No sooner do people have the ability to put pictures on the web then they want to tell stories about them. To serve this need, there are a number of nifty make-your-own-comic-strip sites out there. Recently I came across the Flash-based Strip Generator from Third Frame Studios. The fun thing about Strip Generator is that it’s bilingual in English and Slovenian, so you can use it to learn words like smetnjak (trashcan), knjiga (something you might put in your kouček), and ključavnica (difficult to translate, but means roughly “help, I’ve jammed my fingers in the keyboard again!”). Inexplicably, I found a surprisingly good Garfield comic generator on the National Institutes of Health website. With this tool, it may actually be possible to make a funny Garfield comic. By contrast, I wasn’t very impressed with the UI for the more generic StripCreator. It’s a decidedly non-Flash non-sexy web-1.0 old-school dropdown-menu-spinnin’ form-heavy way to make comics.
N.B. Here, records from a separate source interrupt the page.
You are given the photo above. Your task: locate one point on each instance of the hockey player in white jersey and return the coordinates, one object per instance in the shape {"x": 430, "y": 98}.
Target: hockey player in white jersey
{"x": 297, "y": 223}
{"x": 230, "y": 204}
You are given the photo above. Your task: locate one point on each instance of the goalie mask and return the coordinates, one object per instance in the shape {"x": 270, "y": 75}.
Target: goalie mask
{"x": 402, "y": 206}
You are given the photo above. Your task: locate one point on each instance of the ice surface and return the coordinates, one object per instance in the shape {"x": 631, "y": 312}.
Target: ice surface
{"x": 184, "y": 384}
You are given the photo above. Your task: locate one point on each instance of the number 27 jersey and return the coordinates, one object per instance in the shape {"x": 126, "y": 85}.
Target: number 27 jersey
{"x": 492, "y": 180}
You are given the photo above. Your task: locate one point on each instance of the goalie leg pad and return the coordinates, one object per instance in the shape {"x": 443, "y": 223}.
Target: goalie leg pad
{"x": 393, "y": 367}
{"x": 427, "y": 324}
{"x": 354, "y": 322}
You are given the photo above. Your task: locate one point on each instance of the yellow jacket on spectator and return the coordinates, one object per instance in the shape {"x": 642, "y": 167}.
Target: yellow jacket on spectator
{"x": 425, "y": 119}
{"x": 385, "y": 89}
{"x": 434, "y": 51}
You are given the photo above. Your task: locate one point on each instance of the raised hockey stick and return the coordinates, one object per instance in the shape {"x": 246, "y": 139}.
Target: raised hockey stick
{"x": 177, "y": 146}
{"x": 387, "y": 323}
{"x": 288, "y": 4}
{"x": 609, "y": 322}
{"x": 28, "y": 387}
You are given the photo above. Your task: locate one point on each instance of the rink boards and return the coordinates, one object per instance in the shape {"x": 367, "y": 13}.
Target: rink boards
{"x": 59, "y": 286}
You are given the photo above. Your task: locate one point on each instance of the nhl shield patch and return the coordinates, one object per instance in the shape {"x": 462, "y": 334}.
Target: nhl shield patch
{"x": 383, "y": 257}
But these are all iconic, cartoony comics. Suppose you want to make a comic-like page of your own pictures? That’s where ComicLife comes in, and although it’s only available on the Mac, it seems to be the pick of the litter. I heard about ComicLife while listening to a podcast of an
interview conducted using Skype between Australia and the US. It was a very 2005 kind of moment. ComicLife was created by the guys at plasq.com, and it lets you create story panels with your pictures. They host a gallery to give you an idea of what you can do. It looks pretty slick. It’s taken off as a meme, and like all modern memes, it has its own Flickr tag (comiclife). Someone has even published an entire ComicLife-based graphic novel on Flickr. Say what you like about the result, the rapid and unanticipated fusion of all these online media is pretty remarkable.